True, workers in other countries earn less money. But they have fewer immediate demands on the cash they do have. Every day off means a day without burning gasoline sitting in traffic, paying for daycare, and getting sick from yet another early morning and long workday. And here’s the kicker—less work means using less energy.
The amount of energy we use, whether in America or in France, is related to how much we produce, and thus how much we work. How large the savings are depends on the details of production. It may not be immediately obvious if, or how precisely, it balances out, but countrywide energy consumption generally goes up with national income. The greater the number of hours demanded of each worker, the greater the energy we consume, and therefore the greater the carbon emissions.
If Americans cut work hours by 14 percent, they would still work longer hours than do the French. This reduction could cut energy consumption and carbon emissions about 20 percent to a level below what the United States emitted in 1990. This change alone would near our target under the Kyoto Protocol. Far from devastating the U.S. economy, Kyoto could be met simply by taking vacations, choosing leisure over labor.
Energy and environmental concerns need not reduce our standard of living. Instead, it is important to realize that our standard of living includes having time off of work as well as having money to spend; that when we choose to have more money to spend, it is often spent not on that which makes us happy, but rather on purchasing the time we spend earning that money.
Importantly, this is not a choice to be made only in the United States. Developing countries have the same decisions to make as they grow. In 40 years, much more of the developing world will be as productive as Germany or Japan is today. Will these newly developed countries choose the high-energy, long work hours American labor model, or go the way of the low-energy, long vacation European model? Their decisions will have consequences for the entire world. If the developing world follows the United States rather than Europe, the result could be two to four degrees Fahrenheit in extra global warming.
Finally, we must recognize that the perception of choice is misleading.

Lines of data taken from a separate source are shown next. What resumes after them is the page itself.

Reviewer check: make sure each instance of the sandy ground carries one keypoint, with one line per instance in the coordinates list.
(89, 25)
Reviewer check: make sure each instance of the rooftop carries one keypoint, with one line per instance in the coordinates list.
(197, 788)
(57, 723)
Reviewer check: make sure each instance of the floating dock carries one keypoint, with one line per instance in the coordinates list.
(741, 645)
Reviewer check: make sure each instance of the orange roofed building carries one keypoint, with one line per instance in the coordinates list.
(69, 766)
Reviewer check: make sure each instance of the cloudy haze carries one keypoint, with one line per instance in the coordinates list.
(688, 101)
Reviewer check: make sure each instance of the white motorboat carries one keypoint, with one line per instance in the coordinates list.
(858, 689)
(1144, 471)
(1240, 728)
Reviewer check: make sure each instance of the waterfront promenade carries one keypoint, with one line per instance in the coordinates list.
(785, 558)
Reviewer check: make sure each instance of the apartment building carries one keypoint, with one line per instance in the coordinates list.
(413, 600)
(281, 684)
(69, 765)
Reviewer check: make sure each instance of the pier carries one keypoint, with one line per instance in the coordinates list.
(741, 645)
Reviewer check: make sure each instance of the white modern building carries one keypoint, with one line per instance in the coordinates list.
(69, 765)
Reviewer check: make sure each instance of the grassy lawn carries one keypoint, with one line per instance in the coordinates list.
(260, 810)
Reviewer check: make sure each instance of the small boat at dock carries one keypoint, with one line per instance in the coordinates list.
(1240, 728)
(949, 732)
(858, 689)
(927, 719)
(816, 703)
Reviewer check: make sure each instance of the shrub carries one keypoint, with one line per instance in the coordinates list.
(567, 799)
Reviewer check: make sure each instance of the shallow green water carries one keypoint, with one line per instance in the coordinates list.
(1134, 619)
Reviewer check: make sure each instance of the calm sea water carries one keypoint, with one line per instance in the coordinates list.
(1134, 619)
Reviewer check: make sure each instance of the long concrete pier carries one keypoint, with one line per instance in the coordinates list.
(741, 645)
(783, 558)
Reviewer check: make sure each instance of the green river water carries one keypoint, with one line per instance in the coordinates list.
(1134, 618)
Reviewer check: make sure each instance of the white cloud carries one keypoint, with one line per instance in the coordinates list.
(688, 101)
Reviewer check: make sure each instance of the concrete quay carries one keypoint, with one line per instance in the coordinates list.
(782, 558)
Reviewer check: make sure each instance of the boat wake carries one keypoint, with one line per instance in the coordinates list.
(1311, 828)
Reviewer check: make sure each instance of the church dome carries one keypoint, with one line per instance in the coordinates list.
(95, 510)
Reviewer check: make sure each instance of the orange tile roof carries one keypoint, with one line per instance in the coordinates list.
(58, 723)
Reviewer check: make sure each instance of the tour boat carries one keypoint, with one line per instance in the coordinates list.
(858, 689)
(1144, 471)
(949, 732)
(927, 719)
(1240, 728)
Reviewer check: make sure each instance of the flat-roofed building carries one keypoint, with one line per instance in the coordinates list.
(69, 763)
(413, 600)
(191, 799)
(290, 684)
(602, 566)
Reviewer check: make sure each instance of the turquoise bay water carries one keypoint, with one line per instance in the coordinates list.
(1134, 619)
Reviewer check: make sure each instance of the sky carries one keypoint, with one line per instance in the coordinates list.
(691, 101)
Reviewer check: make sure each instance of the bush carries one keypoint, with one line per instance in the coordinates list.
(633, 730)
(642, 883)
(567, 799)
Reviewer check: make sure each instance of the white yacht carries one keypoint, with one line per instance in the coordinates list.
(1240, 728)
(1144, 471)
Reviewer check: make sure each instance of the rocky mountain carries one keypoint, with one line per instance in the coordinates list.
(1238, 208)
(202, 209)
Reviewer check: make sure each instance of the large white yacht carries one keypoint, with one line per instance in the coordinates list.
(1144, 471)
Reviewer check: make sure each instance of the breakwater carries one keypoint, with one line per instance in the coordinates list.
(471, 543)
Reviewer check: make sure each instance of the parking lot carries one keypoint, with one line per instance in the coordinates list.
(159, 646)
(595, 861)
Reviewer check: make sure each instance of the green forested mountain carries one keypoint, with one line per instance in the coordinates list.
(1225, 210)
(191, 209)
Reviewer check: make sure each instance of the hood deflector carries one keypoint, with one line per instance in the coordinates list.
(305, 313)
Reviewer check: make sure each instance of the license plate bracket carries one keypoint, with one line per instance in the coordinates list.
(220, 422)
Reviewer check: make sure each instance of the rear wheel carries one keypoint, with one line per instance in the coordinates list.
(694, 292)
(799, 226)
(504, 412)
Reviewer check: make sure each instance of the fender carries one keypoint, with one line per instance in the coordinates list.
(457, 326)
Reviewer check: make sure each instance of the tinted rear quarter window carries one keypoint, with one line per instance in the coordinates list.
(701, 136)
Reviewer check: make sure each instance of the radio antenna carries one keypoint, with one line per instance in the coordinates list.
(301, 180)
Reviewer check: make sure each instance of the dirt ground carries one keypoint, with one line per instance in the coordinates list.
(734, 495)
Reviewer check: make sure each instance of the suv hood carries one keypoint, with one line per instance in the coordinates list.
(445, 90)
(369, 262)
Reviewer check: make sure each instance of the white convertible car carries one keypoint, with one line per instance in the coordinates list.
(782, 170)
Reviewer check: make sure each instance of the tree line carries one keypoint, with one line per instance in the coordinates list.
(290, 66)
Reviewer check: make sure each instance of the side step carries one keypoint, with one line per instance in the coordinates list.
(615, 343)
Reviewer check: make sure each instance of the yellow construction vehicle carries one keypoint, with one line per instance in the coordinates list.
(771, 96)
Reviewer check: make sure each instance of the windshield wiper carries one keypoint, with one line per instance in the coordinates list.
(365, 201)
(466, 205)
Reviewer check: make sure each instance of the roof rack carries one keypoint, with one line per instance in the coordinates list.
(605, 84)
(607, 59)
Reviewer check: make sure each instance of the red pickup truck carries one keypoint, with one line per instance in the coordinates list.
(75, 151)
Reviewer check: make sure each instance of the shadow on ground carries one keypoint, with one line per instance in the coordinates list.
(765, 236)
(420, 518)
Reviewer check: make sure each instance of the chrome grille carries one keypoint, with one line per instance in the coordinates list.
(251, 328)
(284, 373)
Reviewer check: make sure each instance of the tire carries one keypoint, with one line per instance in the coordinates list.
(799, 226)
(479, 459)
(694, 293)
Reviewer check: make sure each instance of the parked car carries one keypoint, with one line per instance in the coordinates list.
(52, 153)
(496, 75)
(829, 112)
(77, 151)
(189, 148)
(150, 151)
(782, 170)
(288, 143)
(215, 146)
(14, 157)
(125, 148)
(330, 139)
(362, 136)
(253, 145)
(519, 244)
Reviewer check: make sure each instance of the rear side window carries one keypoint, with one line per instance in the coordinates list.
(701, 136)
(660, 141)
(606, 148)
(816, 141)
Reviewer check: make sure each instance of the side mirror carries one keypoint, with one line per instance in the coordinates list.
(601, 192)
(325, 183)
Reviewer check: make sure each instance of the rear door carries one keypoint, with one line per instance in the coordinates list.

Economists like to think in terms of individual choice, and the choice between labor and leisure is a classic case. The real world, however, offers much less flexibility for individual taste. When real wages stagnate and fall, there remain debt obligations to meet, and when there are none, we are each still accustomed to our particular way of life, which requires a certain income to maintain.
Nor does there really exist the flexibility to choose our own work hours. In the economists’ world, we each choose whether we want to work 23 hours a day or only two. In practice there are part-time and full-time jobs. How many banks will hire managers who wish to work 12-hour weeks? McDonald’s may not cherish a fry cook who declares Tuesdays are for surfing at the beach. No, custom plays an important role in determining our work time, even down to our personal preferences.
We aim for standards of living based on what we see around us. Our neighbors matter more than we think. And when we do, we find that vacations, shorter work weeks, and family and medical leave, both paid and unpaid, are options made available in the world of politics, not the workplace. These are less the result of market forces than they are social arrangements and institutions. In the real world, when we talk about work hours, we discuss the rules of the game, rather than the score.
David Rosnick is a Research Associate at the Center for Economic and Policy Research in Washington, D.C.